Bonjour à tous,
On m'a conseillé récemment de faire appel à une mesure de justice restaurative. Sachant qu'il n'y a pas eu de procédure pénale et que je ne pense pas qu'elle soit possible (mes souvenirs sont très très partiels et je n'ai pas de souvenir de viol au sens légal, donc il y aurait prescription je crois).
Je ne connaissais pas cette procédure de justice restaurative qui est assez nouvelle apparemment.
D'après ce que je vois, il s'agit de " faire dialoguer, avec l'aide d'un médiateur neutre et formé, une victime, l'auteur d'une infraction ou toute personne concernée." Il y a deux formes , les rencontres directes qui "mettent en relation les auteurs et les victimes d'une même affaire" (la victime et l'agresseur) ou les rencontres indirectes qui "mettent en relation des auteurs et des victimes qui ne sont pas concernés par la même affaire et qui ne se connaissent pas".
Je ne sais pas trop quoi en penser et si ça pourrait m'aider ou pas. Est-ce que certains d'entre vous ont déjà fait appel à cette procédure ou connaisse le principe? Ont un avis sur la question?

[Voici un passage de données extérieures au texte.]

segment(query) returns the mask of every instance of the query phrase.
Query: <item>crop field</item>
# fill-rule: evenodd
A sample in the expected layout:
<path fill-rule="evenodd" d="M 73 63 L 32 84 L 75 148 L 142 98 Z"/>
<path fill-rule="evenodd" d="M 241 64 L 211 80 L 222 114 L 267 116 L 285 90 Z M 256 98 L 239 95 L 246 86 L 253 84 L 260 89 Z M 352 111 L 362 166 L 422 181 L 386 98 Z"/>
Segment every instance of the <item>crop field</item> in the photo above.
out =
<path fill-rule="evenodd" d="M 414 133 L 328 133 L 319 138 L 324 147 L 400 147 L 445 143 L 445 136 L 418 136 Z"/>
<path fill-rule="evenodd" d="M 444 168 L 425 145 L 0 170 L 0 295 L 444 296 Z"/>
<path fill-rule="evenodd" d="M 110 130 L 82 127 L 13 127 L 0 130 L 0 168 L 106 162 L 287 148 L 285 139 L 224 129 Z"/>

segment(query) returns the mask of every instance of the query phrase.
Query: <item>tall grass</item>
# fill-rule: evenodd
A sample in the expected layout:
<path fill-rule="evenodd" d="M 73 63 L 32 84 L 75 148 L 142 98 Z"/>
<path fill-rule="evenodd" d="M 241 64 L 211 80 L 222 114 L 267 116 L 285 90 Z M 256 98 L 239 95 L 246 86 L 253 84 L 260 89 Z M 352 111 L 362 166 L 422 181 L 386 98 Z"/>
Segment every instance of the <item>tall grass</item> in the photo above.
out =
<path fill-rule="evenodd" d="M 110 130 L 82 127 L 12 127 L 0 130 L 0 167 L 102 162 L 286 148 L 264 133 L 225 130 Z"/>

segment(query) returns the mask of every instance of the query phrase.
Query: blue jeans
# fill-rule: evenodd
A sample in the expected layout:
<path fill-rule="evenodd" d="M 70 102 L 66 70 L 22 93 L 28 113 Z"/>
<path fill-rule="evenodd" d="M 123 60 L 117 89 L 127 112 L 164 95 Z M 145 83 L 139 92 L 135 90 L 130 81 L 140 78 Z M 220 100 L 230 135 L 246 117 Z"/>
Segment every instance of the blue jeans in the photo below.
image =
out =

J'ai vu au fil des post que plusieurs d'entre vous ont vécu durant leur procédure pénale une confrontation avec leur agresseur (ou peut-être est-ce un passage obligé d'une action en justice?). Même si ce n'est pas dans le même cadre, ça s'en rapproche. Est-ce que certains auraient envie de raconter cette expérience, est-ce que ça les a fait avancer de se confronter avec l'agresseur, est-ce que c'était plutôt positif ou négatif au final...?
Merci,
J'espère que vous vous portez tous bien
Manu
Bonjour Manu,
Je ne vais pas pouvoir t'aider beaucoup, je n'ai jamais été confrontée à mon agresseur.
J'imagine que ça doit être très angoissant.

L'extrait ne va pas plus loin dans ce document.